Fribbebecken benötigt nach Abriss des Spickelbads eigene Versorgungstechnik
Sollte während der geplanten dreijährigen Bauzeit des Spickelbads auch das Fribbe-Schwimmbecken weiterbetrieben werden, kämen voraussichtlich noch einmal knapp zwei Millionen Euro on top. Die Fertigstellung und Inbetriebnahme des neuen Spickelbades ist für den Herbst 2030 vorgesehen. Der Stadt liegt daran, das Fribbe-Schwimmbecken während dieser Zeit weiterzunutzen. Allerdings benötigt es dann eine eigene Versorgungstechnik.

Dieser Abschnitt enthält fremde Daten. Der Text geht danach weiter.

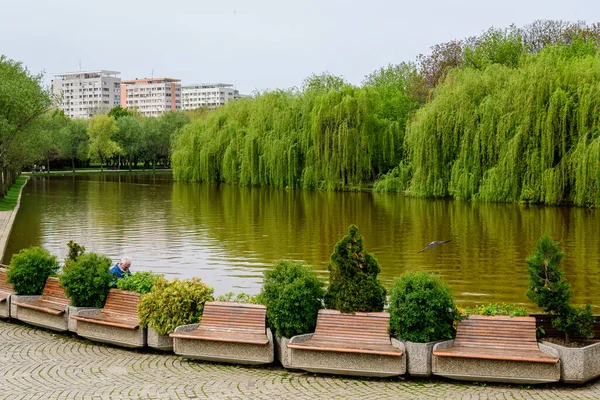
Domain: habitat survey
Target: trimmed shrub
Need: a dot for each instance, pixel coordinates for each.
(87, 280)
(550, 291)
(353, 283)
(231, 297)
(497, 309)
(139, 282)
(173, 303)
(422, 308)
(293, 295)
(29, 269)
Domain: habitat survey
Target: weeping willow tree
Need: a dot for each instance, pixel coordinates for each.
(530, 133)
(319, 138)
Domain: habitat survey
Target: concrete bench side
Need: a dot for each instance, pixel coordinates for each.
(59, 323)
(332, 362)
(472, 369)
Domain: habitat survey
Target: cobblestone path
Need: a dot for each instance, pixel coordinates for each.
(38, 364)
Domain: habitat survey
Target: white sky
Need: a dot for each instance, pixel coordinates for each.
(256, 44)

Bisher ist das Becken technisch an das Spickelbad angeschlossen, nach einem Abriss müsste das Fribbebecken ohne eigene Versorgung geschlossen werden. Neben einer Technik werden außerdem Interimsräume für Verwaltung, Personal und Sanitär benötigt. Mit drei Gegenstimmen von Bündnis 90/Die Grünen und Die Linke wurde der Grundsatzbeschluss aber dennoch mehrheitlich gefasst – auch wenn so manches Ausschussmitglied anzweifelte, ob das Becken samt Rutsche neben einer mehrjährigen Großbaustelle noch attraktiv genug für die Bevölkerung ist.
Knapp zwei Millionen Euro würde die neue Technik im Fribbebad kosten
Stadtrat Bernd Zitzelsberger (CSU) hatte da gar keine Zweifel: „Die Wasserrutsche ist ein richtiger Magnet. Wenn es mehr Geld kostet, wird man sich nochmal unterhalten müssen, aber ich halte die zwei Millionen für vertretbar. Wir haben dort mit dem Becken eine ordentliche Wasserfläche geschaffen und die Leute brauchen Abkühlung. Wir müssen ein Mindestmaß an Infrastruktur schaffen“, sieht er die Notwendigkeit, das Fribbebecken weiterzubetreiben.